Muévete hacia tus metas. Desarrolla algunas metas realistas y haz algo regularmente -aunque parezca un pequeño logro- que te permita avanzar hacia las cosas que quieres lograr. En lugar de concentrarse en tareas que parecen inalcanzables, pregúntese: “¿Qué es lo que sé que puedo lograr hoy y que me ayuda a avanzar en la dirección que quiero seguir?”. Por ejemplo, si estás luchando con la pérdida de un ser querido y quieres seguir adelante, podrías unirte a un grupo de apoyo para el duelo en tu zona.

Busca oportunidades de autodescubrimiento.
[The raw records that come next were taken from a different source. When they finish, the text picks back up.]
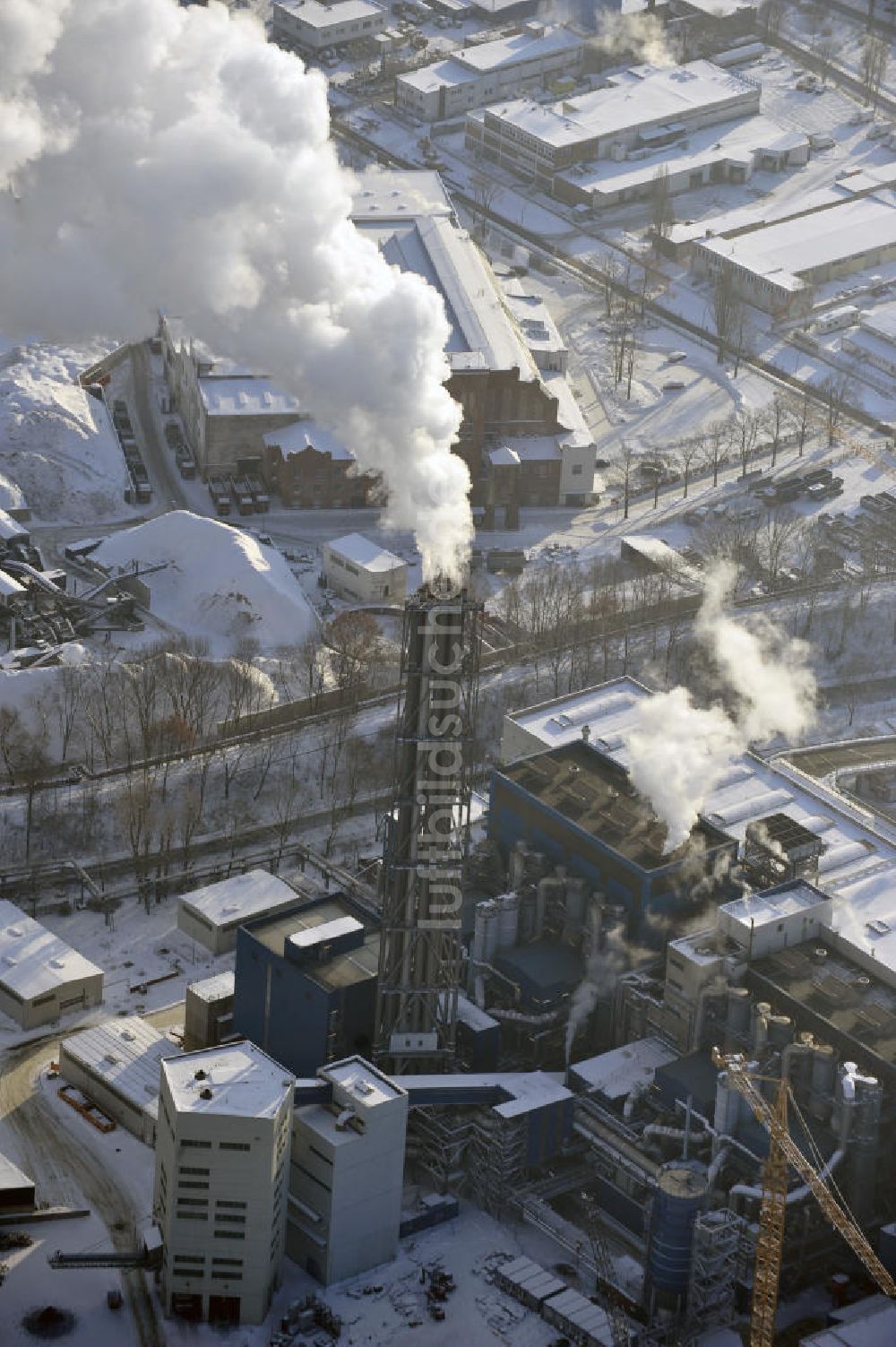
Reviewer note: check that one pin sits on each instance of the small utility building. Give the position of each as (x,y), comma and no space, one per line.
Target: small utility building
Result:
(42,977)
(358,569)
(211,915)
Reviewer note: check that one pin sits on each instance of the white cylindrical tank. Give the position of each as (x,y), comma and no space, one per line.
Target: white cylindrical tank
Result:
(508,918)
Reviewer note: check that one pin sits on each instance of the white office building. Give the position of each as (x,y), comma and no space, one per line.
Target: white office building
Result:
(488,72)
(222,1152)
(213,915)
(40,975)
(117,1066)
(313,27)
(358,569)
(347,1172)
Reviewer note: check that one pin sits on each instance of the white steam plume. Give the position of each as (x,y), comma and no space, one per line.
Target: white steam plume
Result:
(624,35)
(166,157)
(679,752)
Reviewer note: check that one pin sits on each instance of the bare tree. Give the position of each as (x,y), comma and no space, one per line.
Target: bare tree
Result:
(728,311)
(874,66)
(837,393)
(662,209)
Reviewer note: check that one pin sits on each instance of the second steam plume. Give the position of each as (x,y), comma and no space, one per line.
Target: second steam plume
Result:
(162,157)
(678,752)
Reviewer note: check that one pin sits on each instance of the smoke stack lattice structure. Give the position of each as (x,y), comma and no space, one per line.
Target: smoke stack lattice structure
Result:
(428,830)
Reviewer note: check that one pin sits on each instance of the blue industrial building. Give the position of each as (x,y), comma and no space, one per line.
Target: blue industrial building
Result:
(578,807)
(306,983)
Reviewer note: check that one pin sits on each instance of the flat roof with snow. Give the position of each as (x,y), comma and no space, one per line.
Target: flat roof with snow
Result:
(233,1081)
(246,396)
(364,552)
(617,1073)
(127,1057)
(642,96)
(32,959)
(238,899)
(216,988)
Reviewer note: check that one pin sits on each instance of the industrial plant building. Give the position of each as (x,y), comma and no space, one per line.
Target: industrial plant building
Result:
(306,982)
(478,74)
(40,975)
(780,267)
(636,112)
(313,26)
(358,569)
(221,1176)
(523,436)
(213,915)
(116,1065)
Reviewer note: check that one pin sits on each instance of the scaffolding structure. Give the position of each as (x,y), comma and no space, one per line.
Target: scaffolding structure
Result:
(714,1263)
(427,835)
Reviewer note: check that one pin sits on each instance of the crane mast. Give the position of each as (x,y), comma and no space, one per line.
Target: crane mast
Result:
(786,1152)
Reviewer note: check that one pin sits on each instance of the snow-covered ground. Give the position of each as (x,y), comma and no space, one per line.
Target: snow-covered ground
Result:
(56,444)
(217,583)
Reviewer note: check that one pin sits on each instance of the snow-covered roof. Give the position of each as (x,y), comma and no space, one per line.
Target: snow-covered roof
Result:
(642,96)
(791,248)
(858,864)
(364,552)
(216,988)
(243,896)
(10,585)
(127,1057)
(323,15)
(307,434)
(233,1081)
(617,1073)
(32,959)
(417,237)
(757,910)
(363,1082)
(246,396)
(740,141)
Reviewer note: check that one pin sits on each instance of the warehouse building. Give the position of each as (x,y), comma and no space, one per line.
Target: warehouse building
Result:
(117,1066)
(306,982)
(639,110)
(475,75)
(221,1173)
(347,1173)
(42,977)
(780,267)
(313,27)
(209,1012)
(16,1189)
(211,915)
(358,569)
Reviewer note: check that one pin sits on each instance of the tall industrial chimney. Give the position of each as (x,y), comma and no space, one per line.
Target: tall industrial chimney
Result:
(427,834)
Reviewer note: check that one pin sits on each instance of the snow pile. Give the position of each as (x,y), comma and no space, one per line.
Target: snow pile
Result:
(56,441)
(219,583)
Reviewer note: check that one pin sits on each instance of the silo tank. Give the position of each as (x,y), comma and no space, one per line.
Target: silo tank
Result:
(681,1195)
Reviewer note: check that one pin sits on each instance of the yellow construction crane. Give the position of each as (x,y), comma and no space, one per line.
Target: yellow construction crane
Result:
(783,1152)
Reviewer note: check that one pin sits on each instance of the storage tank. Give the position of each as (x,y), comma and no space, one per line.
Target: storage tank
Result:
(508,919)
(681,1195)
(738,1011)
(484,931)
(780,1031)
(823,1086)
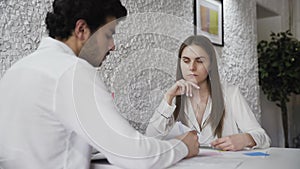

La gente suele descubrir que ha crecido en algún aspecto como resultado de una lucha. Por ejemplo, después de una tragedia o una dificultad, la gente ha informado de mejores relaciones y una mayor sensación de fuerza, incluso cuando se sienten vulnerables. Eso puede aumentar su sentido de autoestima y aumentar su apreciación de la vida.

Abrazar pensamientos saludables

Mantén las cosas en perspectiva. La forma en que piensas puede jugar un papel importante en cómo te sientes y en la resistencia que tienes ante los obstáculos. Intente identificar las áreas de pensamiento irracional, como la tendencia a catastróficar las dificultades o a suponer que el mundo está a su favor, y adopte un patrón de pensamiento más equilibrado y realista. Por ejemplo, si se siente abrumado por un desafío, recuerde que lo que le sucedió no es un indicador de cómo será su futuro, y que no está indefenso. Tal vez no puedas cambiar un evento altamente estresante, pero sí puedes cambiar la forma en que lo interpretas y respondes a él.

Acepta el cambio. Acepta que el cambio es parte de la vida. Es posible que ciertos objetivos o ideales ya no sean alcanzables como resultado de situaciones adversas en su vida. Aceptar las circunstancias que no pueden cambiarse puede ayudarle a centrarse en las circunstancias que puede alterar.

Mantén una perspectiva esperanzadora. Es difícil ser positivo cuando la vida no va por tu camino. Una perspectiva optimista le permite esperar que le sucedan cosas buenas. Intente visualizar lo que quiere, en lugar de preocuparse por lo que teme. A lo largo del camino, anote cualquier forma sutil en la que empiece a sentirse mejor al lidiar con situaciones difíciles.

Aprende de tu pasado. Al mirar hacia atrás y ver quién o qué fue útil en momentos de angustia anteriores, puede descubrir cómo puede responder eficazmente a nuevas situaciones difíciles. Recuerde dónde ha podido encontrar fuerzas y pregúntese qué ha aprendido de esas experiencias.

Buscando ayuda

Obtener ayuda cuando la necesitas es crucial para construir tu resiliencia.

Para muchas personas, el uso de sus propios recursos y los tipos de estrategias mencionadas anteriormente pueden ser suficientes para construir su resiliencia. Pero a veces, un individuo puede atascarse o tener dificultades para avanzar en el camino hacia la resiliencia.

Un profesional de la salud mental, como un psicólogo, puede ayudar a las personas a desarrollar una estrategia adecuada para avanzar. Es importante obtener ayuda profesional si siente que no puede funcionar tan bien como le gustaría o realizar las actividades básicas de la vida diaria como resultado de una experiencia de vida traumática o de otro tipo de estrés. Tenga en cuenta que las diferentes personas tienden a sentirse cómodas con diferentes estilos de interacción. Para sacar el máximo provecho de su relación terapéutica, debe sentirse cómodo con un profesional de la salud mental o en un grupo de apoyo.

Lo importante es recordar que no estás solo en el viaje. Si bien es posible que no pueda controlar todas sus circunstancias, puede crecer concentrándose en los aspectos de los desafíos de la vida que puede manejar con el apoyo de sus seres queridos y de profesionales de confianza.

Fuente: Este artículo fue originalmente publicado en la web de la APA (American Psychological Association) y que he considerado muy útil por lo que he hecho una labor de traducción y pequeños ajustes para compartirla con el público hispanohablante.